Vuckovic and Fischer’s paper, published in the journal Nature Photonics, is trying to realize the notion of a quantum Internet, aka the latest idea in Internet security. According to the paper, a quantum Internet would mean that any communication via the web — from banking questions to a doctor’s consultation — would be 100 percent protected from online predators. In fact, users would be able to know instantly if an outside party was trying to access their files. Sounds amazing in theory, but the journey to find all the right pieces to make it work is pretty complex. Vuckovic and Fischer’s part in the process has to do with finding a reliable light source that can effectively carry information without the chance of eavesdropping from unwanted guests. Their plan of attack, and the premise of their paper, is to capture a single unit of light, or a single photon, which is so delicate, if any unwelcome person tried to measure it, it would instantly be destroyed.

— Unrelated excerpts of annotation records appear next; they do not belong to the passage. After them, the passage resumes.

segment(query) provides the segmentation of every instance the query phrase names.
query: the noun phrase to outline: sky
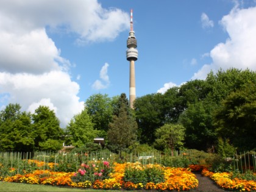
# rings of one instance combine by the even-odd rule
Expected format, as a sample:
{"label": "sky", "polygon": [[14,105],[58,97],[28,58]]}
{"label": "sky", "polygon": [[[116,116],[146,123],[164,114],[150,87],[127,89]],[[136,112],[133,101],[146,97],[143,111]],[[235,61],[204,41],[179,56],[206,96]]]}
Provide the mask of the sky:
{"label": "sky", "polygon": [[129,98],[130,9],[137,97],[256,71],[255,0],[1,0],[0,110],[46,105],[65,128],[94,94]]}

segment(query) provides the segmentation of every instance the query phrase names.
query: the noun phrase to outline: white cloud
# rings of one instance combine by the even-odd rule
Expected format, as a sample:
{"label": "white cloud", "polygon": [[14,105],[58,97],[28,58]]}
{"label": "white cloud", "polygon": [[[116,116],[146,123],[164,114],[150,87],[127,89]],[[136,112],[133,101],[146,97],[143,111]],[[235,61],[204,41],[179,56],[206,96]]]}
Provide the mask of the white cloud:
{"label": "white cloud", "polygon": [[210,53],[205,52],[201,55],[201,59],[204,59],[205,57],[210,57]]}
{"label": "white cloud", "polygon": [[33,102],[32,104],[30,104],[29,106],[27,108],[27,111],[32,113],[34,113],[35,110],[37,108],[38,108],[40,105],[48,106],[51,110],[53,110],[55,114],[57,113],[57,107],[54,107],[54,104],[51,102],[51,99],[49,98],[48,98],[48,99],[43,98],[43,99],[41,99],[38,102]]}
{"label": "white cloud", "polygon": [[214,23],[213,21],[210,20],[207,15],[205,13],[202,13],[201,15],[201,23],[202,27],[204,29],[213,27]]}
{"label": "white cloud", "polygon": [[210,51],[213,62],[205,65],[193,79],[205,79],[210,70],[231,67],[256,70],[256,7],[240,9],[236,5],[220,24],[229,36],[225,43],[218,44]]}
{"label": "white cloud", "polygon": [[40,75],[0,73],[0,94],[9,93],[9,102],[20,104],[24,110],[33,111],[40,104],[49,106],[62,127],[84,108],[84,102],[76,96],[79,85],[63,71]]}
{"label": "white cloud", "polygon": [[97,0],[2,0],[0,13],[4,19],[0,28],[5,30],[20,33],[48,26],[77,33],[84,42],[111,40],[129,27],[127,13],[104,9]]}
{"label": "white cloud", "polygon": [[99,77],[102,80],[97,79],[91,85],[91,87],[93,89],[101,90],[108,87],[110,84],[109,77],[107,74],[107,68],[108,66],[109,65],[107,63],[105,63],[101,68],[101,71],[99,72]]}
{"label": "white cloud", "polygon": [[[113,40],[129,29],[129,21],[127,13],[104,9],[96,0],[1,1],[0,108],[11,102],[32,111],[45,104],[64,127],[84,102],[77,96],[79,85],[69,74],[71,63],[61,56],[46,27],[75,34],[84,44]],[[108,86],[107,66],[102,71]]]}
{"label": "white cloud", "polygon": [[196,65],[197,64],[197,61],[196,60],[196,59],[193,58],[191,59],[191,61],[190,62],[190,64],[191,65]]}
{"label": "white cloud", "polygon": [[172,87],[176,87],[176,86],[177,86],[177,85],[172,83],[172,82],[169,82],[169,83],[165,84],[163,85],[163,87],[160,88],[159,90],[157,90],[157,93],[163,94],[170,88],[172,88]]}

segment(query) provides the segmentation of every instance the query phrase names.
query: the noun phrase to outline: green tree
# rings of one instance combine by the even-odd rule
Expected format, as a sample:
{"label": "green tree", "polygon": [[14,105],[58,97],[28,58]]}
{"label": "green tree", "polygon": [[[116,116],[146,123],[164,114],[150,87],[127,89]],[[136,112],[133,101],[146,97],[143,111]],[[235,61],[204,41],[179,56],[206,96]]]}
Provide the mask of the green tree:
{"label": "green tree", "polygon": [[113,115],[118,116],[120,113],[120,110],[122,107],[124,107],[124,110],[128,115],[131,114],[131,110],[129,105],[128,99],[126,98],[126,94],[125,93],[121,93],[120,96],[118,97],[118,99],[116,101],[116,104],[114,105],[113,109]]}
{"label": "green tree", "polygon": [[163,115],[165,118],[163,123],[176,123],[179,116],[183,111],[183,97],[179,96],[179,88],[174,87],[169,88],[163,94],[162,103]]}
{"label": "green tree", "polygon": [[229,138],[240,151],[256,149],[255,85],[255,82],[250,82],[231,93],[215,116],[219,135]]}
{"label": "green tree", "polygon": [[224,71],[221,69],[216,74],[212,71],[205,80],[205,86],[209,90],[207,97],[219,103],[230,93],[240,90],[244,85],[250,82],[255,84],[255,79],[256,73],[249,69],[230,68]]}
{"label": "green tree", "polygon": [[30,115],[21,106],[9,104],[0,112],[0,150],[32,151],[34,141]]}
{"label": "green tree", "polygon": [[136,98],[134,110],[141,143],[152,144],[155,139],[155,130],[164,124],[163,101],[163,96],[160,93]]}
{"label": "green tree", "polygon": [[[130,112],[126,94],[120,96],[118,112],[113,117],[107,132],[108,147],[111,149],[124,149],[137,141],[138,125],[135,119]],[[127,107],[128,106],[128,107]]]}
{"label": "green tree", "polygon": [[204,100],[190,105],[180,115],[179,122],[186,129],[186,147],[198,150],[212,148],[217,139],[213,115],[217,107],[215,102]]}
{"label": "green tree", "polygon": [[156,130],[155,136],[155,146],[170,149],[173,156],[174,149],[179,149],[183,145],[185,128],[180,124],[165,124]]}
{"label": "green tree", "polygon": [[[33,128],[36,150],[43,150],[42,146],[54,143],[52,140],[55,140],[59,143],[62,143],[60,141],[60,138],[63,135],[63,131],[60,127],[60,121],[56,117],[54,112],[50,110],[49,107],[39,106],[32,114],[32,118],[34,122]],[[48,140],[51,140],[48,141]],[[48,148],[48,149],[54,151],[55,147],[55,146],[52,146],[52,148]]]}
{"label": "green tree", "polygon": [[112,99],[107,94],[100,93],[91,96],[86,101],[87,113],[91,118],[94,129],[107,131],[112,119]]}
{"label": "green tree", "polygon": [[99,131],[94,129],[94,124],[87,112],[87,108],[79,114],[76,115],[71,120],[67,130],[71,136],[73,145],[82,147],[85,143],[92,142]]}

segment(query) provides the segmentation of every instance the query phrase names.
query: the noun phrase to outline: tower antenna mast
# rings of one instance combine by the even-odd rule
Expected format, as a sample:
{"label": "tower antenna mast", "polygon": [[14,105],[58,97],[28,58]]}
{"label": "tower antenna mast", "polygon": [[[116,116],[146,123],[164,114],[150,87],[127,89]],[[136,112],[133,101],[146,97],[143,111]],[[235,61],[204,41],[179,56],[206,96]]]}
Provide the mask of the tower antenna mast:
{"label": "tower antenna mast", "polygon": [[130,31],[133,31],[133,22],[132,21],[132,9],[130,10]]}
{"label": "tower antenna mast", "polygon": [[135,61],[138,59],[137,40],[133,31],[132,9],[130,10],[130,29],[127,41],[126,59],[130,62],[130,107],[133,108],[133,102],[136,98],[135,66]]}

“The problem is that the quantum light is much weaker than the rest of the light coming from such a modified laser – it is difficult to pick up,” says Vuckovic. “So, we created a way to filter out the unwanted light, allowing us to read the quantum signal much better.” The way they’re accomplishing this is through adapting an interference technique borrowed from 1930s-era radio engineering, which works quite similarly to the way that noise-canceling headphones produce canceling sound waves to block out background noise.

Although muddled in some pretty complex science jargon, this development is actually a great step forward for Internet security. The Stanford team is now busy creating a working prototype of their project, which, if all goes well, means we just might see an unhackable Internet within our lifetime.